An avid puppeteer, the ambassador learned this skill at art school.
“I entered my puppets in theater performances at school, as I was too shy to perform in front of an audience myself. I had a close friend in class with me (who is now one of the most recognized Mexican authors) who was also very shy,” Amb Nualart says.
“We were both encouraged to overcome our shyness and stage fright by one of the professors in the school, who groomed us and helped us become more confident.”
Amb Nualart then went on to study journalism at university and worked in television, cinema, radio and education. He later joined the National Institute of Fine Arts in Mexico, where he was in charge of public relations and dissemination of programs. He has also worked with the Mexico City Philharmonic Orchestra and handled promotion, public relations and international tours all over South America, North America, Europe and Asia.

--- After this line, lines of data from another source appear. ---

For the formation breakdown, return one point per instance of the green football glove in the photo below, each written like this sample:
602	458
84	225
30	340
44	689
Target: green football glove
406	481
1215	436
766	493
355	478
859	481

“I started travelling a lot, which gave me the chance to learn about other cultures and countries. That’s what led me to join the Ministry of External Affairs in 1982,” says Amb Nualart.
“The same year I went to Japan and worked at the Mexican Embassy in Tokyo for five years. Those were wonderful times, both in my personal and professional life. I was in charge of cultural activities and promoted Mexican art and culture in Japan.”

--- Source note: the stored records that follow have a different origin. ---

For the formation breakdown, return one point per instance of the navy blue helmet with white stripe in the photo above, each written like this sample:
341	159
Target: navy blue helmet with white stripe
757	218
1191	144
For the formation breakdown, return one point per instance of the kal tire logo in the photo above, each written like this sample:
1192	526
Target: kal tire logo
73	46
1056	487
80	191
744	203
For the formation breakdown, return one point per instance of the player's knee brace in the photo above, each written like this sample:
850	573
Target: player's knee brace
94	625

The ambassador takes a keen interest in all sorts of art manifestations, from ancient and classical to contemporary art, performing arts, even fashion and gastronomy.

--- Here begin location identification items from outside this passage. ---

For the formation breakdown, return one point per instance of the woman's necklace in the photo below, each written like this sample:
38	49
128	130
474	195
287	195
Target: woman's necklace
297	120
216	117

During his stay in Japan, the things he loved the most were Japanese art, food and culture.
“I learned about Japanese theater, such as ‘kabuki’, a very sophisticated form of art expression called ‘noh’ which is the most ancient, elaborate and aristocratic form of Japanese theater. I used to go to the theater every Sunday, where I met one of the living national treasures of Japan, the director and actor at one of the noh schools, and I even became the first Westerner to ever perform on that stage,” he says.
Amb Nualart also loves cuisine from other countries he has lived in, including Thailand and India.
“I believe food traditions are something that help us identify with other cultures,” says Amb Nualart.
Mexican and Thai authorities are now considering opening an honorary Mexican consulate in Phuket.
“The Mexican Embassy in Thailand was established nearly 40 years ago. However, more than 25,000 Mexicans visit Phuket and nearby islands every year, so we want to have an honorary consulate here as a reference point to help resolve any issues they might face during their stays,” Amb Nualart says.
Mexico and Thailand have always enjoyed strong relations and the ambassador is confident that they will prosper further in the future.
“I have been working with Thai authorities and institutions such as universities and research centers regarding matters that are significant for both countries. These include health, food security and climate change. We are also starting a partnership with the University of Khon Kaen in the field of edible insects,” says Amb Nualart.
“We have bilateral trade worth more than 6 billion dollars with Thailand and this number is rising sharply. We trade in manufactured goods, rice, electronic components and auto parts, to name a few. I’m convinced that Mexico’s future role in the world is along the same lines as countries in the Asia Pacific or USA. We all share the Pacific Ocean, where the most dynamic economies of the world are located.”